Glad she is doing better! I remember calls from the school. Never did like that. Driving form home to the school always seemed like the longest drive in the world.
Yes you're right about the drives, MFB. She is a very happy girl as she hasn't had a hairwash for over a week now. We are going to have to do something soon I think!
Oh god, oh god, last to know as usual: now I feel SICK for you both, all useless and too late but hey, I am sending healing vibes over the blogosphere. Oh the lurching heartaches of parenthood, and the many incarnations and trying-on of identities we go through as we do it.
Oh don't worry Livvy, it's all ok now. You're absolutely right about the many vicissitudes though...
You are turning into a Rarely Sighted Stay At Home Dad...
I know Jan. Suddenly, it's been over a week already ... I must do better.
Glad she was ok and was so brave.
What's going on? I didn't check your blog in a while (crazy busy as usual), and I find only ONE new post? I'm glad I'm not missing anything, but I'm concerned! You used to write so frequently. Everything okay? Write more! I love reading your stuff.. x
Thank you casdok. Back to hairwshing now unfortunately for her. Not so brave about that!
Hi Lilly. Thanks again for your unflagging support! Sorry, what with one thing and another - I will explain, maybe in an entry - I haven't had the chance. Hope to get back to normal shortly.
ok, as long as you ARE planning on coming back. what with drunk mummy bloggering off and all, I'm getting twitchy.
Ouch. What a brave girl she is!
It's a funny feeling when you start to realise you're quite invisible to the younger generation isn't it?? I've been noticing it a bit lately - particularly with teenage girls.
Hello Pig. I am shocked by how quickly the time whips past between posts. There are drugs you can use for that twitching..
Hi Rebecca. Yes it certainly is. I became invisible once, before, then the hair and beard seemed to resuscitate me for a while. Now I've gone again.
You're not still drowning your sorrows, are you?
A permananent state of affairs @TM...
A "small hole"! Crikey! Poor dear, poor you!
Are you writing a book? Have you written a book? You write so beautifully; I am such a fan.
Hello your ladyship - thankfully all is well now and the hairwash holiday a distant and treasured memory for her!
Thank you for your kind compliment. I am trying to write something, yes, but nothing has worked out yet.
Very nice blog! I will be a SAHD in about seven months and have been looking around for others out there. I'll definitely come back to see how you and your daughter are faring. This is by far the most interesting and from the heart SAHD blog/site I have come across.
Hope your little one is OK! Kids seem to be pretty durable and bounce back quickly.
Thanks for sharing!
Thank you Ole and good luck with your upcoming sahdness!
(She's fine thanks, was almost straightaway as seems to be the case with children.)

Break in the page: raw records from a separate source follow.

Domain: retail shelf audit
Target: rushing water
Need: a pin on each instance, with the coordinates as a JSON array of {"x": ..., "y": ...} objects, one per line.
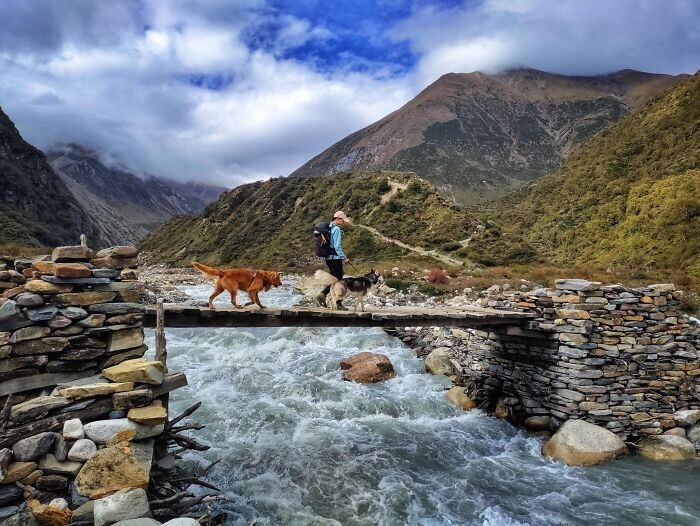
[{"x": 301, "y": 446}]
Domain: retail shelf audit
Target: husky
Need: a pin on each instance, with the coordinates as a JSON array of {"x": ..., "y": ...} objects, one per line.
[{"x": 358, "y": 287}]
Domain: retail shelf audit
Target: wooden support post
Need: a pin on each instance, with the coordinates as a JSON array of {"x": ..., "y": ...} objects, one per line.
[{"x": 162, "y": 357}]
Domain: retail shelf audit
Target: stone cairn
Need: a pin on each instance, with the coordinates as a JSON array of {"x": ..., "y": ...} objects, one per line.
[
  {"x": 625, "y": 359},
  {"x": 83, "y": 410}
]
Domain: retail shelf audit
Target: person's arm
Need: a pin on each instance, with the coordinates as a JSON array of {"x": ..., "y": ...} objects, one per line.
[{"x": 336, "y": 235}]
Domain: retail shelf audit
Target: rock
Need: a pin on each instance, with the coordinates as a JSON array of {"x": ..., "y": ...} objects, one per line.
[
  {"x": 17, "y": 471},
  {"x": 537, "y": 423},
  {"x": 686, "y": 417},
  {"x": 29, "y": 299},
  {"x": 129, "y": 274},
  {"x": 49, "y": 464},
  {"x": 73, "y": 429},
  {"x": 61, "y": 447},
  {"x": 139, "y": 370},
  {"x": 580, "y": 443},
  {"x": 117, "y": 308},
  {"x": 125, "y": 339},
  {"x": 37, "y": 407},
  {"x": 84, "y": 513},
  {"x": 88, "y": 391},
  {"x": 5, "y": 461},
  {"x": 131, "y": 399},
  {"x": 365, "y": 368},
  {"x": 118, "y": 252},
  {"x": 102, "y": 431},
  {"x": 151, "y": 415},
  {"x": 123, "y": 505},
  {"x": 73, "y": 253},
  {"x": 43, "y": 267},
  {"x": 83, "y": 298},
  {"x": 693, "y": 435},
  {"x": 74, "y": 313},
  {"x": 182, "y": 521},
  {"x": 458, "y": 397},
  {"x": 33, "y": 447},
  {"x": 9, "y": 494},
  {"x": 576, "y": 284},
  {"x": 43, "y": 346},
  {"x": 115, "y": 263},
  {"x": 82, "y": 450},
  {"x": 116, "y": 467},
  {"x": 40, "y": 286},
  {"x": 438, "y": 361},
  {"x": 93, "y": 320},
  {"x": 18, "y": 516},
  {"x": 52, "y": 483},
  {"x": 45, "y": 313},
  {"x": 59, "y": 322},
  {"x": 501, "y": 410},
  {"x": 72, "y": 270},
  {"x": 49, "y": 515},
  {"x": 666, "y": 447},
  {"x": 139, "y": 522}
]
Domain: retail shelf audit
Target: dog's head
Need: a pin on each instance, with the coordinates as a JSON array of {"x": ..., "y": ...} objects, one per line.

I'm a bit late into your blog, but can appreciate the things you write about as I'm a stay-at-home Dad as well. The only difference is I have twin boys. They're six now, but I've been with them since day one. Anyway, I've been reading your blog and enjoying the things that you write. I also write a blog about the same thing, but only started it in February of this year so I'm about five entries into it. Cheers from the States.